*Sara*
Chłopak tańczył świetnie, ale nie dawałam tego po sobie poznać. W końcu się odezwał
- Dobrze tańczysz-powiedział
- Tsa- zdałam się na obojętny ton.
- Wypijesz ze mną drinka?- zapytał
- No dobra tylko pójdę do toalety- powiedziałam
Piosenka się skończyła i poszłam do toalety
-Będę przy barze- usłyszałam
Idąc do toalety rozejrzałam się za moją przyjaciółką. Niestety nigdzie jej nie widziałam. Napisałam do niej ,, Vic gdzie jesteś? Wracasz sama?" Ogarnęłam trochę makijaż i wróciłam do chłopaka.
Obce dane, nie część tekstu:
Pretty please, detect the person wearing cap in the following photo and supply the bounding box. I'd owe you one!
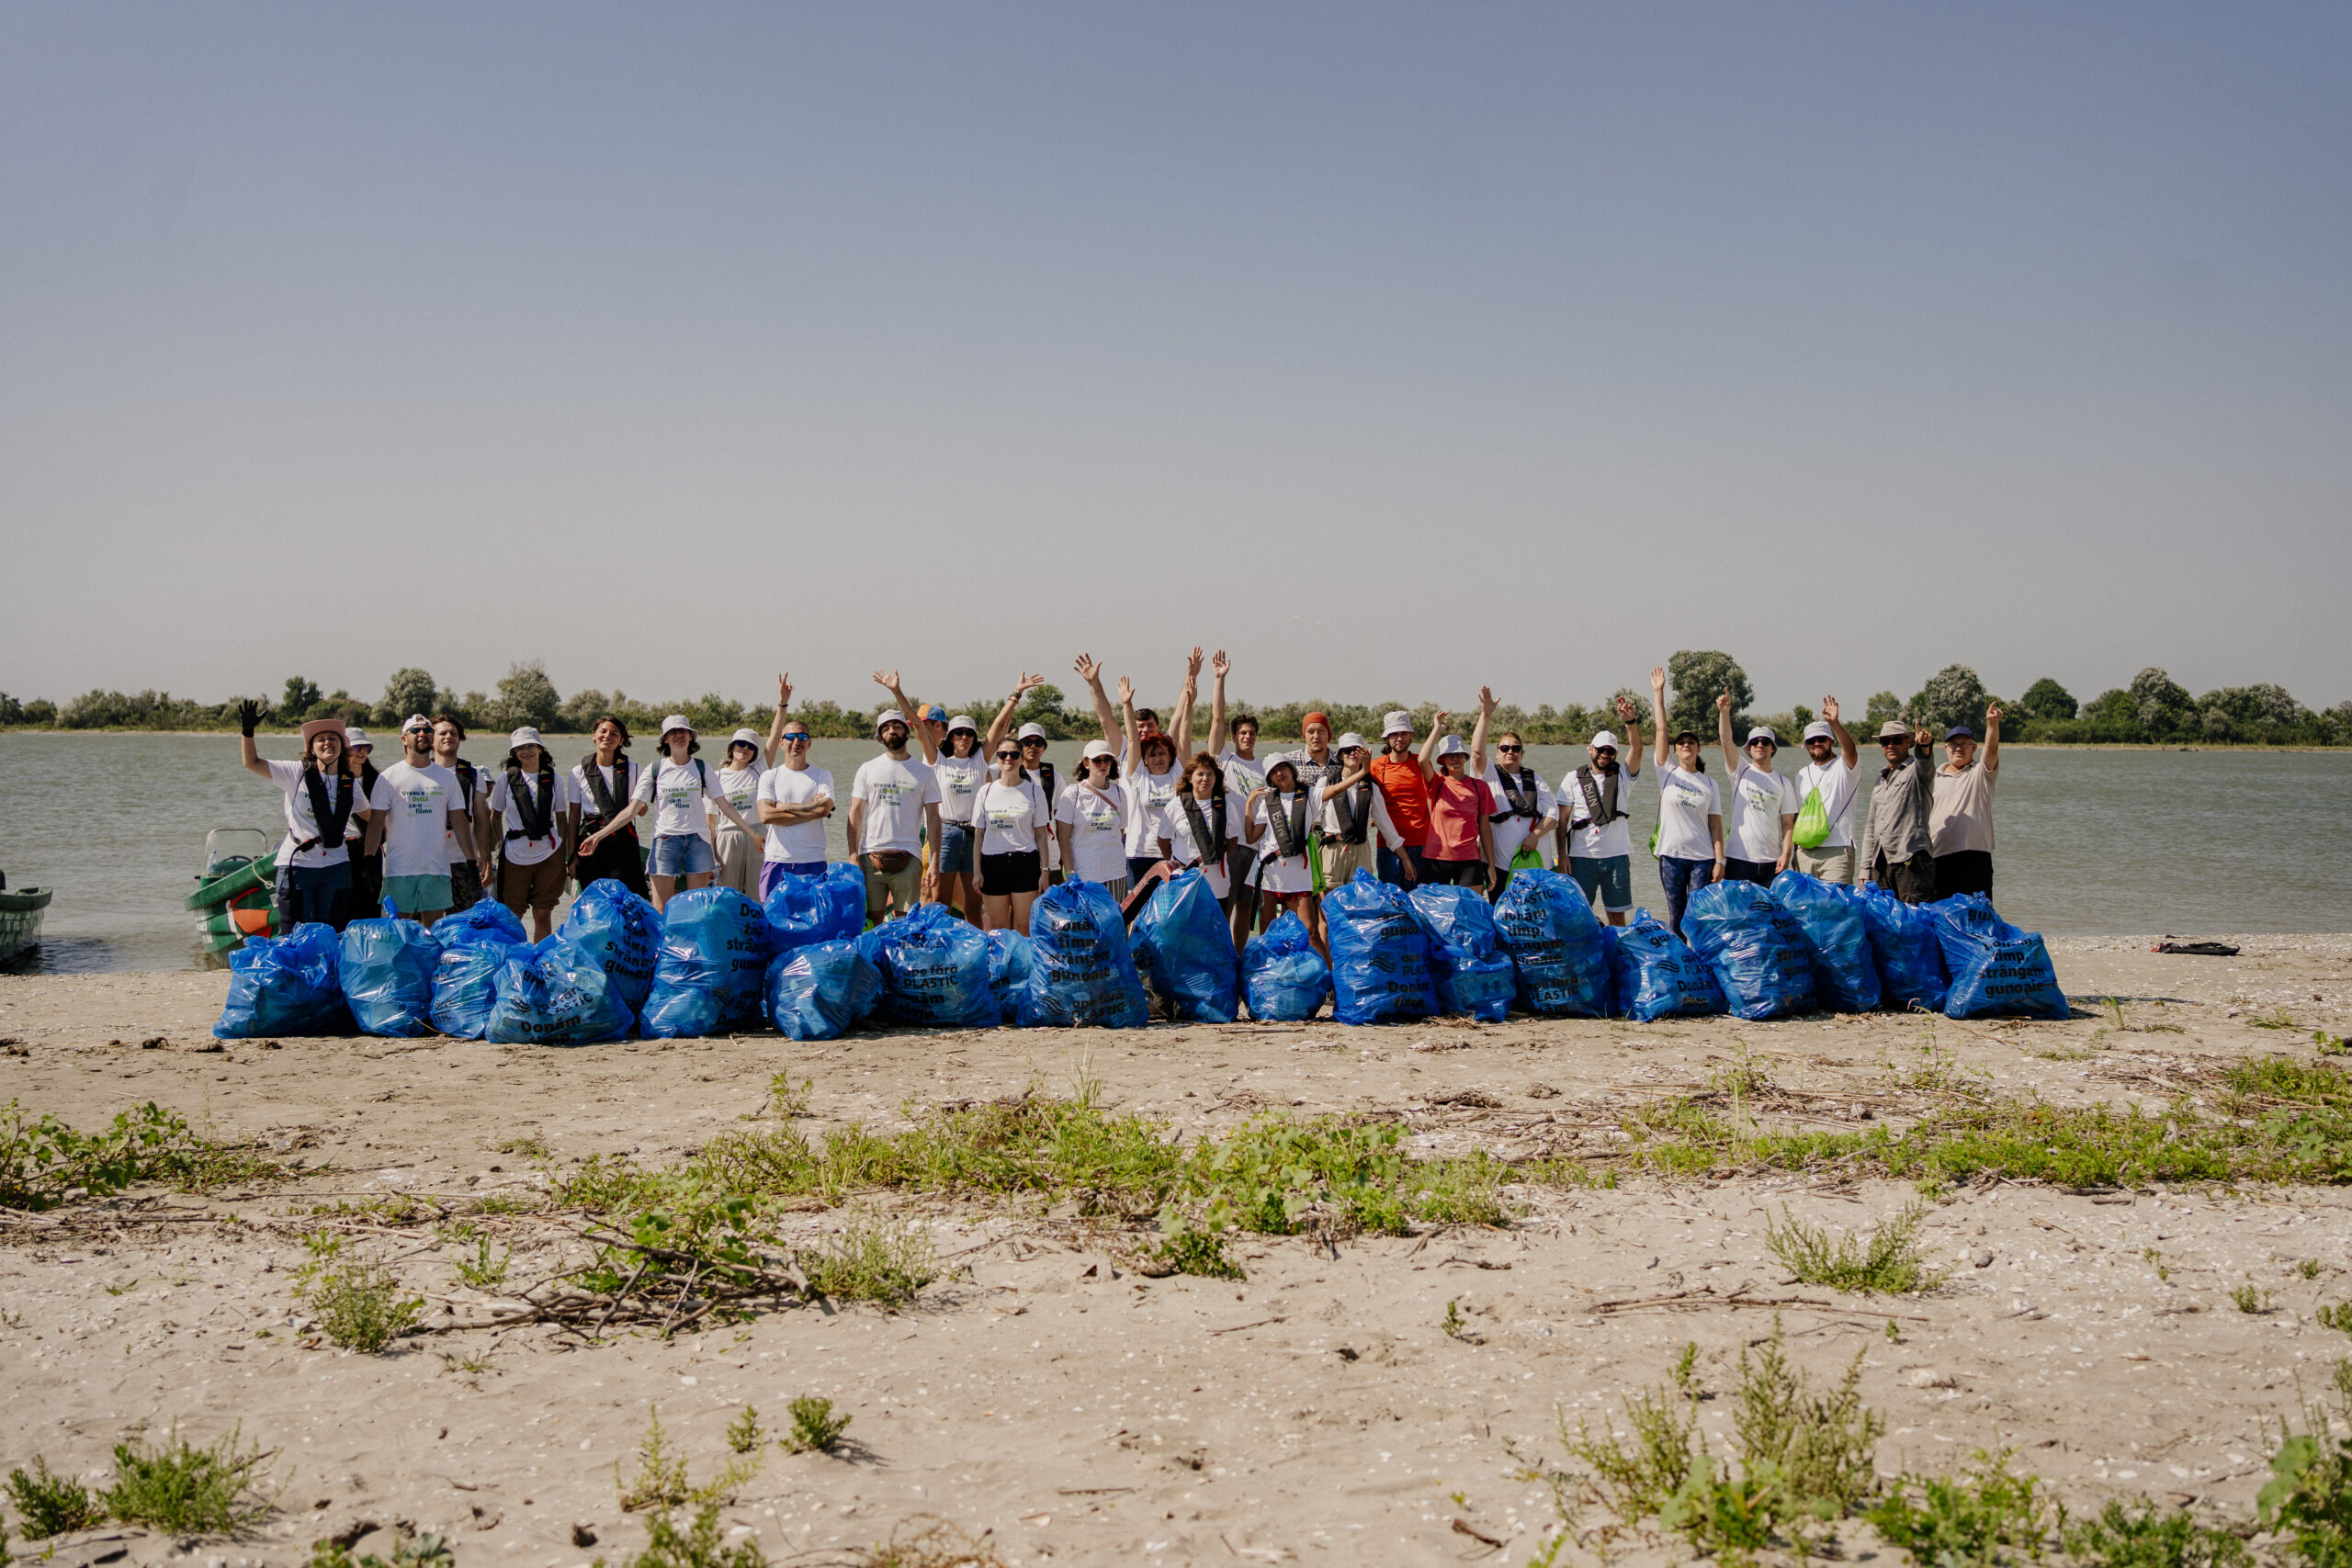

- Sama tu przyszłaś? -zapytał
- Gdzieś jeszcze jest tu moja koleżanka - odpowiedziałam
- Czego się napijesz? Może ja coś wybiorę? - zaproponował
- No dobra - zgodziłam się
Szczerze mówiąc drink był bardzo dobry i rozmowa nam się kleiła. Nagle w tłumie zobaczyłam moją przyjaciółkę
- Vic! - zawołałam
Dziewczyna była pijana ledwo dotyczyła się do baru.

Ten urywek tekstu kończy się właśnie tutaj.